The party’s kill-the-Tories strategy had been based on the expectation that its gains in the May local elections would have the same impact as last year’s — a big boost to Reform’s poll ratings at the expense of the Conservatives. Now, two months on, that clearly hasn’t happened.
Even without the standards investigation and the farcical approaching by-election in Clacton, then, Reform would be in trouble. Getting out of this bind has to begin with an admission of fallibility. Dominic Cummings was right when he predicted earlier this year that the establishment would do everything it could to “smash the absolute living shit out of Farage”. But that being the case, Reform’s leader shouldn’t have handed the enemy a stick with which to beat him.
There absolutely is a need to raise funds to provide for security — the dreadful apparent murder of Ann Widdecombe last week has put that beyond doubt. But instead of doing it through an undeclared personal donation, the party should have very visibly set up a dedicated trust. Indeed, Reform should go out of its way to practice transparency in every regard — and then use it to shame politicians from the mainstream parties.
Letting the light in is just the start of what Reform needs to do. The bigger task is a complete rethink of its political positioning. That’s especially true with regard to the Tories. An attitude of pointless aggression, while paradoxically pursuing a near-identical set of policies, hasn’t worked. It’s time for Reform to try something different on both counts.
In case the party hasn’t noticed, it is now the main opposition to Labour across most of the North of England and the Midlands. Reform should act like it by developing an ambitious pro-growth policy program for left-behind Britain. That means putting hard-nosed industrial strategy before gimmicky tax cuts like the one the party wrongly imagined would win it the Makerfield by-election last month. At the 2019 general election, the Conservatives won Labour seats across the Red Wall with a pledge to level up the land. But Boris Johnson allowed Rishi Sunak and others to starve that mission of the necessary investment. Is Farage going to let Robert Jenrick make the same mistake?

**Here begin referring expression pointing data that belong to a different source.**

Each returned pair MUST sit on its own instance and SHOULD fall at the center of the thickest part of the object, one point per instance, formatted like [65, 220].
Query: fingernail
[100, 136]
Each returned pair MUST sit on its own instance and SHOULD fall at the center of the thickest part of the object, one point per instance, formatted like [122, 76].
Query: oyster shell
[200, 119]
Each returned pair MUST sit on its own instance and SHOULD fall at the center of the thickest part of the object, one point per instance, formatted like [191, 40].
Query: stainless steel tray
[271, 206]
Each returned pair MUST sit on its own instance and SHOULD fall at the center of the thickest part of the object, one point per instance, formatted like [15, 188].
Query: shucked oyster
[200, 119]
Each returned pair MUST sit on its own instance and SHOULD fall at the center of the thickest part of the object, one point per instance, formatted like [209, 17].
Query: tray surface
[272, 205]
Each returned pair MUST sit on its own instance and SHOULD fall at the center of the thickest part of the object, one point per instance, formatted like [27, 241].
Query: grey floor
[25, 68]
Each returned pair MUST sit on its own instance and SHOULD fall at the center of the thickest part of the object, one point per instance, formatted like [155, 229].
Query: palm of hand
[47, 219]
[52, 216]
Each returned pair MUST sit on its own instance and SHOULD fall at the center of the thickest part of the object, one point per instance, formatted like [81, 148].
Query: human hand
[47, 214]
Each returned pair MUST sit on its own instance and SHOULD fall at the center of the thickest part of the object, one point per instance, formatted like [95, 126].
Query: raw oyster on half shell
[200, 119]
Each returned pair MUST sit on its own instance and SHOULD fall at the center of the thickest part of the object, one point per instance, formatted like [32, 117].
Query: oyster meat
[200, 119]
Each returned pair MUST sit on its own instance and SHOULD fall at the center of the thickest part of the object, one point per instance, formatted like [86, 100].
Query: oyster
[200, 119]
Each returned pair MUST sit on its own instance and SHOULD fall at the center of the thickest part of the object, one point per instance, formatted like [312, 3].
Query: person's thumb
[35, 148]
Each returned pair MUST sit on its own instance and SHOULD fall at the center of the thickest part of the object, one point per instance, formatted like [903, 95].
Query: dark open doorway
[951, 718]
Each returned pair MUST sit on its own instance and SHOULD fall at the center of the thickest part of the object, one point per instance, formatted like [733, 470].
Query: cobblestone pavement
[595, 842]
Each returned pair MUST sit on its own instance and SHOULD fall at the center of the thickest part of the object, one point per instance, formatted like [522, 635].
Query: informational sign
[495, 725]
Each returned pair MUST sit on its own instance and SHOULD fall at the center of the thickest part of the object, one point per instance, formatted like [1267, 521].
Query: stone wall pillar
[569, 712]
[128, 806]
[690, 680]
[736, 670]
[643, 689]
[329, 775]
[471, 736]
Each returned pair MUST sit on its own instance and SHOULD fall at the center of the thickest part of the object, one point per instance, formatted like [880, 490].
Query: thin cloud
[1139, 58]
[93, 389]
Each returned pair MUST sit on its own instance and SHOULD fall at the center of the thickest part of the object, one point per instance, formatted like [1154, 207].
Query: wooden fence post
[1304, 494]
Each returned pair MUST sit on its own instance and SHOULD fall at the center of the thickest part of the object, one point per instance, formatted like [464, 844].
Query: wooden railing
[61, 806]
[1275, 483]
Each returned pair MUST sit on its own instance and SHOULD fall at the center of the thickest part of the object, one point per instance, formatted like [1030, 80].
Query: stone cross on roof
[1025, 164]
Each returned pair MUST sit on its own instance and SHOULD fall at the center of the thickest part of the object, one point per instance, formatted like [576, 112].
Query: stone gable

With Reform’s current political offer apparently hitting a ceiling, the party should look at extending its appeal to untapped voter demographics. For instance, its support among younger people is markedly lower than for populist parties in other countries. A radical program to make home ownership affordable again might shift perceptions. After 20 years of leading populist parties, Farage won’t like moving out of his comfort zone. But just how comfortable is he stuck where he is?